What “Accuracy” Really Means
Accuracy is meaningful separation.
When people talk about a “more accurate” risk assessment tool, what do they mean? It is not just about getting individual cases right. A stronger tool separates lower- and higher-risk individuals more clearly.
Accuracy is about how well a tool separates outcomes—not just how often it is “right.”
Two Tools Can Behave Differently
Both tools in the figure below assign risk scores. But they behave very differently.
- One creates greater separation between lower- and higher-risk individuals
- The other compresses people into a narrower range of probabilities
Accuracy means separation
Two tools can assign risk scores, but differ in how much they separate lower- and higher-risk individuals.

A stronger tool creates clearer separation across risk levels. A weaker tool compresses people into a narrower range of predicted probabilities.
How to Read the Figure
The same score can correspond to very different predicted probabilities depending on the tool.
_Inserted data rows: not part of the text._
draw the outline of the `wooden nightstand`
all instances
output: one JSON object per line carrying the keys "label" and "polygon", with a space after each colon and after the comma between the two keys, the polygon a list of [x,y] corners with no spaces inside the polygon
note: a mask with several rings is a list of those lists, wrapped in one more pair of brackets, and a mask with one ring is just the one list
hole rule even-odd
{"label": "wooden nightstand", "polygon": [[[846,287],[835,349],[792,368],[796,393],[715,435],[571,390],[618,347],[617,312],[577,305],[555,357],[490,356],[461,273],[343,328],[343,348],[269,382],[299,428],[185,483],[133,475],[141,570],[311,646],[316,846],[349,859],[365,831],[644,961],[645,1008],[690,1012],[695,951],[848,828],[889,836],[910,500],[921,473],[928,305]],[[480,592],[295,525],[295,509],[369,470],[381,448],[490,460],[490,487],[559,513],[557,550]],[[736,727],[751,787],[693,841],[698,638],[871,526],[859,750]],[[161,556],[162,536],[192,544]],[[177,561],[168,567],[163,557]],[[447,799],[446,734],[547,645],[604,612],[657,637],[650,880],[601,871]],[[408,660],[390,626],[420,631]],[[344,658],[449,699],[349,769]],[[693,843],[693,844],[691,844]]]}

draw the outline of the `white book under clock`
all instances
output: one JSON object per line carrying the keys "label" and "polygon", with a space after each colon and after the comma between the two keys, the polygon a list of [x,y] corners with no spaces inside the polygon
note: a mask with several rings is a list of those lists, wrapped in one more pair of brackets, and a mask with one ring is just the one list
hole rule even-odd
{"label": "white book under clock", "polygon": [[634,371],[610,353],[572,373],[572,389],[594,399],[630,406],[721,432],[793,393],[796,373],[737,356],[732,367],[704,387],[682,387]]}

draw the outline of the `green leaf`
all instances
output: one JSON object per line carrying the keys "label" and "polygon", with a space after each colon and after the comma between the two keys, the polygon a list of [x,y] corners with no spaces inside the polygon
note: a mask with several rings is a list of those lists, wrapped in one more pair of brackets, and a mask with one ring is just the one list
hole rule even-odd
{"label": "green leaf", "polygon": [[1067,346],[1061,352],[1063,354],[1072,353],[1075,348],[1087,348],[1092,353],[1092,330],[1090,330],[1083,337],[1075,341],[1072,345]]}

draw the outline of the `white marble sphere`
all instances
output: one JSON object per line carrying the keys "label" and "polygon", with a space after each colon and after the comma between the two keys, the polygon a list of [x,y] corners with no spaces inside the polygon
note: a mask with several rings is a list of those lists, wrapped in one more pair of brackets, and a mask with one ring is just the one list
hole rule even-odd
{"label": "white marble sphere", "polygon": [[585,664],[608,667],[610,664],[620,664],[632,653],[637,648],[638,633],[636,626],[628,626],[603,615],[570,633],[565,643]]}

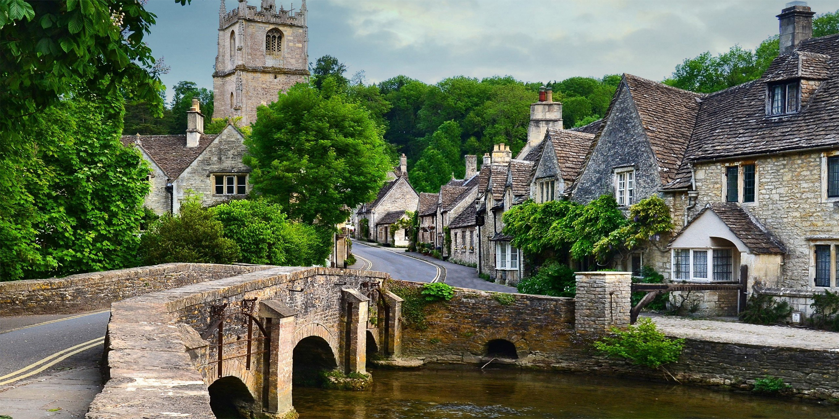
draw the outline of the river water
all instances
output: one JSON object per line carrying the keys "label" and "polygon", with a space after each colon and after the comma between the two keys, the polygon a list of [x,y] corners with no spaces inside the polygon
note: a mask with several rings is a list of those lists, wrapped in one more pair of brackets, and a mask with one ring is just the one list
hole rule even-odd
{"label": "river water", "polygon": [[644,380],[521,370],[374,370],[372,390],[295,387],[300,418],[835,417],[839,407]]}

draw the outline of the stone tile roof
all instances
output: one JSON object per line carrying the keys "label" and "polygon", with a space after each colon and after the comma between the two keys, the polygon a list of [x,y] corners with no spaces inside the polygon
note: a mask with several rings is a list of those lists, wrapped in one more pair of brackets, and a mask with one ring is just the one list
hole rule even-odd
{"label": "stone tile roof", "polygon": [[[186,147],[184,135],[123,135],[126,146],[139,145],[170,179],[177,178],[198,158],[218,134],[202,135],[198,147]],[[139,141],[139,144],[136,142]]]}
{"label": "stone tile roof", "polygon": [[378,221],[376,221],[376,225],[379,225],[382,224],[393,224],[399,221],[404,215],[405,215],[404,210],[399,210],[399,211],[390,211],[388,214],[382,215],[382,218],[379,219]]}
{"label": "stone tile roof", "polygon": [[568,131],[576,131],[578,132],[586,132],[587,134],[597,134],[597,132],[600,131],[600,127],[602,125],[603,125],[603,120],[598,119],[588,125],[577,127],[576,128],[569,128]]}
{"label": "stone tile roof", "polygon": [[427,215],[437,213],[437,201],[440,199],[440,194],[430,194],[428,192],[420,193],[420,205],[417,210],[420,215]]}
{"label": "stone tile roof", "polygon": [[698,220],[705,211],[709,210],[719,216],[728,226],[728,229],[734,233],[734,235],[737,235],[753,252],[786,253],[786,248],[779,241],[773,237],[743,207],[733,202],[711,202],[708,204],[690,223],[682,227],[679,234],[674,236],[674,240],[693,224],[693,221]]}
{"label": "stone tile roof", "polygon": [[673,180],[690,141],[699,93],[623,75],[659,165],[662,184]]}
{"label": "stone tile roof", "polygon": [[[685,157],[707,160],[839,145],[839,34],[804,41],[799,51],[832,57],[830,78],[821,81],[800,112],[766,115],[765,75],[709,95],[702,101]],[[793,59],[782,55],[772,65]]]}
{"label": "stone tile roof", "polygon": [[510,160],[505,186],[513,187],[513,195],[530,194],[530,178],[535,168],[534,162]]}
{"label": "stone tile roof", "polygon": [[472,202],[466,206],[462,211],[451,222],[449,223],[449,228],[457,228],[457,227],[472,227],[475,225],[475,217],[477,215],[477,210],[475,208],[475,203]]}
{"label": "stone tile roof", "polygon": [[574,182],[594,142],[594,134],[554,128],[548,128],[547,133],[556,153],[562,178],[566,182]]}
- At a score of 20, one tool corresponds to about 20% risk, while the other corresponds to about 40%
- At a score of 80, one tool corresponds to about 75% risk, while the other corresponds to about 45%
A stronger tool spreads people out meaningfully across risk levels. A weaker tool groups people closer together, even when outcomes differ.
Why This Matters
- Better separation supports more informed decisions
- Poor separation limits how useful a tool can be
- Two tools can look similar on the surface but behave very differently
Bottom Line
Think of accuracy as meaningful separation. A useful risk tool does not just assign scores—it meaningfully distinguishes between different levels of risk.